Barentsburg (Баренцбург) is the only remaining Russian settlement in Svalbard.
Barentsburg is named after Dutch explorer Willem Barentsz, who (re)discovered Svalbard in 1596. The Svalbard Treaty of 1920 gave the previously unclaimed islands to Norway but allowed any country to perform mining and other economic activity. The Russian state-owned Trust Arktikugol has been mining coal here since 1932, and during the Cold War Barentsburg was a veritable hotbed of activity as the Russians attempted to expand their zone of control over the islands. After Pyramiden was closed in 1998, Barentsburg has been the only Russian settlement still operating, with some 400 inhabitants as of October 2008 and some 100,000 tons of coal exported yearly. The mine closed in 2006 after concerns over an underground fire breaking out, but resumed production in late 2010.
The population of the settlement has been steadily decreasing in the recent years. Many buildings are not inhabited, and some are left to decay. Combined with a truly stunning setting for the town when the weather is clear enough to see across the Isfjord, and the black smoke from by the old coal power plant, the visit will leave a strong impression on the few who come here.
Orienting yourself in Barentsburg is easy enough. It's some 220 steps up the stairs from the dock to the settlement, where more or less everything is along the main street, ulitsa Ivana Starostina.
Barentsburg has a heliport operated by the Russian company SPARK+ with one Mi-8 helicopter. Trust Arktikugol can only use the helicopter service within the limits of its activities as a mining company, and chartered tourist transport is not permitted. The flight between Longyearbyen Airport and Barentsburg is about 15 minutes. The heliport is located around 4 km from Barentsburg. There is a road there where a minibus transports the travellers.

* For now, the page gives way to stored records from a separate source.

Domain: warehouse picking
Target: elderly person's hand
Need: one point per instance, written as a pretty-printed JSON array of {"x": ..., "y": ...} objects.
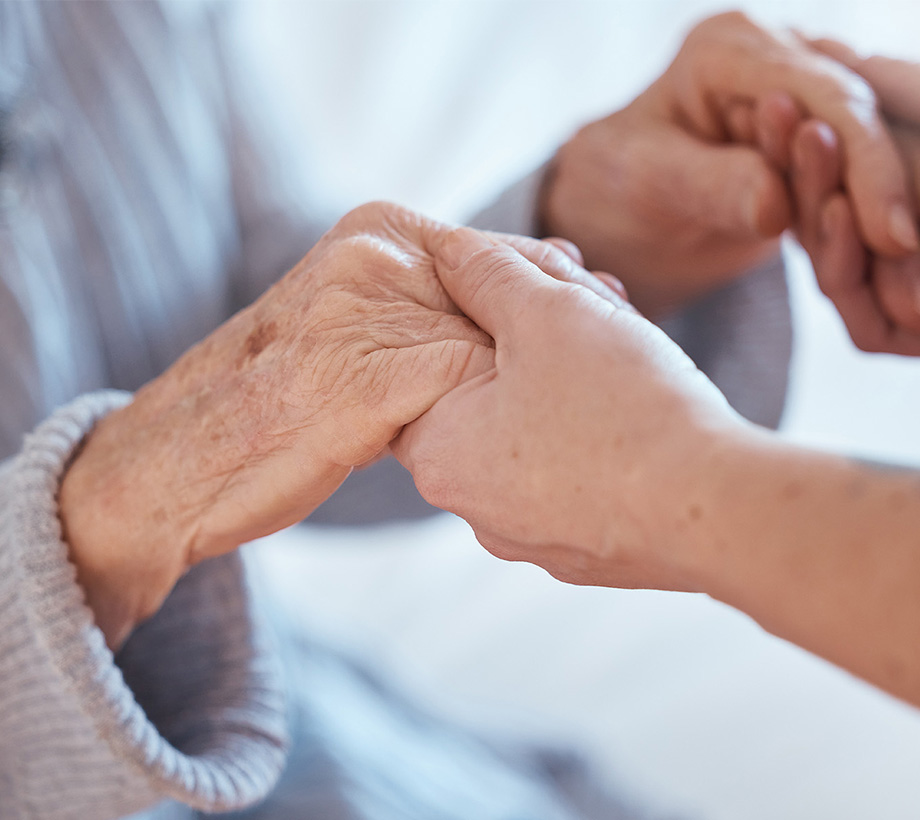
[
  {"x": 662, "y": 195},
  {"x": 254, "y": 427},
  {"x": 877, "y": 295},
  {"x": 560, "y": 453},
  {"x": 595, "y": 449}
]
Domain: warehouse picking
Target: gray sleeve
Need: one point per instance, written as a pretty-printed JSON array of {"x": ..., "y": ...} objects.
[
  {"x": 190, "y": 709},
  {"x": 739, "y": 335}
]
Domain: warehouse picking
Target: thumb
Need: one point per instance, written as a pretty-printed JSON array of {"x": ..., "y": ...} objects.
[
  {"x": 733, "y": 188},
  {"x": 488, "y": 281}
]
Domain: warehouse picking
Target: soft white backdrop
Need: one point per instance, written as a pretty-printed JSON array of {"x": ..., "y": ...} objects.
[{"x": 438, "y": 105}]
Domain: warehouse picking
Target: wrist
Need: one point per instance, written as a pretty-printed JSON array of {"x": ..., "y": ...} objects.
[
  {"x": 119, "y": 539},
  {"x": 691, "y": 506}
]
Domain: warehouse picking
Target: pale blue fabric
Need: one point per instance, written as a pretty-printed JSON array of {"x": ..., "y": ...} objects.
[{"x": 140, "y": 204}]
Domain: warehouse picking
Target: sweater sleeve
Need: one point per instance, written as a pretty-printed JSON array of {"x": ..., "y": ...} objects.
[
  {"x": 739, "y": 335},
  {"x": 191, "y": 708}
]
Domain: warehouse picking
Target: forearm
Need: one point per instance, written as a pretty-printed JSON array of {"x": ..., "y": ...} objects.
[{"x": 821, "y": 550}]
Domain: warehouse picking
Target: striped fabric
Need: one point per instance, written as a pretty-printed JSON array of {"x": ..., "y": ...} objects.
[
  {"x": 137, "y": 213},
  {"x": 140, "y": 204}
]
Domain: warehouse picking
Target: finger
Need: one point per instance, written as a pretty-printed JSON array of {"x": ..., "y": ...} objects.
[
  {"x": 488, "y": 280},
  {"x": 815, "y": 176},
  {"x": 740, "y": 123},
  {"x": 559, "y": 264},
  {"x": 776, "y": 119},
  {"x": 824, "y": 88},
  {"x": 568, "y": 247},
  {"x": 841, "y": 268},
  {"x": 895, "y": 82},
  {"x": 614, "y": 284},
  {"x": 416, "y": 378},
  {"x": 732, "y": 187},
  {"x": 897, "y": 284}
]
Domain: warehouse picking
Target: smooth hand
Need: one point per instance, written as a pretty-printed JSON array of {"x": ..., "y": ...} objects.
[
  {"x": 579, "y": 450},
  {"x": 876, "y": 294},
  {"x": 664, "y": 196}
]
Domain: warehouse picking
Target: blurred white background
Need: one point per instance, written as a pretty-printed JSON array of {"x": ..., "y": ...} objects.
[{"x": 439, "y": 105}]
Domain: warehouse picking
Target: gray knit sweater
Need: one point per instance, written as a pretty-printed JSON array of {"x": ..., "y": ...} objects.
[{"x": 137, "y": 211}]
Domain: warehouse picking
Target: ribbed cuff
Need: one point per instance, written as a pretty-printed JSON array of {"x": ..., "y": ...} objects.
[{"x": 211, "y": 732}]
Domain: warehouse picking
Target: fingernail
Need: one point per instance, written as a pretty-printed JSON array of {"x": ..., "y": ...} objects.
[
  {"x": 613, "y": 284},
  {"x": 752, "y": 209},
  {"x": 903, "y": 229},
  {"x": 826, "y": 226},
  {"x": 460, "y": 245}
]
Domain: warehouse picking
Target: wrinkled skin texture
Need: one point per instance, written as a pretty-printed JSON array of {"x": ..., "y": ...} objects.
[
  {"x": 552, "y": 455},
  {"x": 258, "y": 424}
]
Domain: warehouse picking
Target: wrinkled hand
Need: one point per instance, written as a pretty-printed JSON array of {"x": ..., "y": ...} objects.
[
  {"x": 661, "y": 193},
  {"x": 560, "y": 453},
  {"x": 254, "y": 427}
]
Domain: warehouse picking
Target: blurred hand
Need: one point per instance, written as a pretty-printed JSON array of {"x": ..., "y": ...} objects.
[
  {"x": 258, "y": 424},
  {"x": 664, "y": 196},
  {"x": 578, "y": 450},
  {"x": 876, "y": 294}
]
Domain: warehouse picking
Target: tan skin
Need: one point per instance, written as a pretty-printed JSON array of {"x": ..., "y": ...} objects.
[
  {"x": 595, "y": 449},
  {"x": 258, "y": 424},
  {"x": 637, "y": 475},
  {"x": 664, "y": 194}
]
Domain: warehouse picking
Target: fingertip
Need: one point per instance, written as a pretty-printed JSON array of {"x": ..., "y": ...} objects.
[
  {"x": 902, "y": 228},
  {"x": 769, "y": 207},
  {"x": 459, "y": 245},
  {"x": 777, "y": 117},
  {"x": 568, "y": 247},
  {"x": 613, "y": 283}
]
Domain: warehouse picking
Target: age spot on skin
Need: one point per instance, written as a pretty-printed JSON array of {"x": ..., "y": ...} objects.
[
  {"x": 792, "y": 491},
  {"x": 260, "y": 338}
]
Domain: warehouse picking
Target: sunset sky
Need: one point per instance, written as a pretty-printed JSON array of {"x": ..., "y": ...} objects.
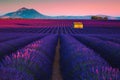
[{"x": 64, "y": 7}]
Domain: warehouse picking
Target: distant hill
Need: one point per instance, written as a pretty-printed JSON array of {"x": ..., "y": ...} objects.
[{"x": 25, "y": 13}]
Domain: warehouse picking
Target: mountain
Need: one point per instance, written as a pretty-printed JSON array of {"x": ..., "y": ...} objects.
[
  {"x": 24, "y": 13},
  {"x": 33, "y": 14}
]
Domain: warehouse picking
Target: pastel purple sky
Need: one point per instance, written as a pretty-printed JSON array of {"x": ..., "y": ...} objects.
[{"x": 64, "y": 7}]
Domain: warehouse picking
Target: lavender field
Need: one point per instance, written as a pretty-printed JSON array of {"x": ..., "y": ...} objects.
[{"x": 54, "y": 50}]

There are no roads to Barentsburg, and it's a two days solid hiking from Longyearbyen to Barentsburg on foot in the summer. The easiest way (starting from Longyearbyen) is to head off from the end of the road in Björndalen, go up on the mountain of Fuglefjella, continue past the valley of Grumant and descend to the coast along a small creek after 2-3 kilometers. The hike should take about 6–7 hours. The night can be spent in either the Rusanov cabin outside of the old mining settlement of Coles Bay (closed in 1962) or in one of the buildings of Coles Bay itself (recommended in summer only). The next day is a slightly longer hike (7–9 hours), but in flat terrain, crossing the Coles Valley and continuing along Kapp Laila before arriving the heliport at Heerodden outside Barentsburg. There is a road from Heerodden to the settlement itself.
In winter, travel by snowmobile is a more popular option and day trips are offered by tour operators in Longyearbyen — it's a fantastic ride and well recommended.
Barentsburg is easily covered on foot.
Russian and Ukrainian are the main languages, spoken by the majority of the population. Government officials speak Norwegian.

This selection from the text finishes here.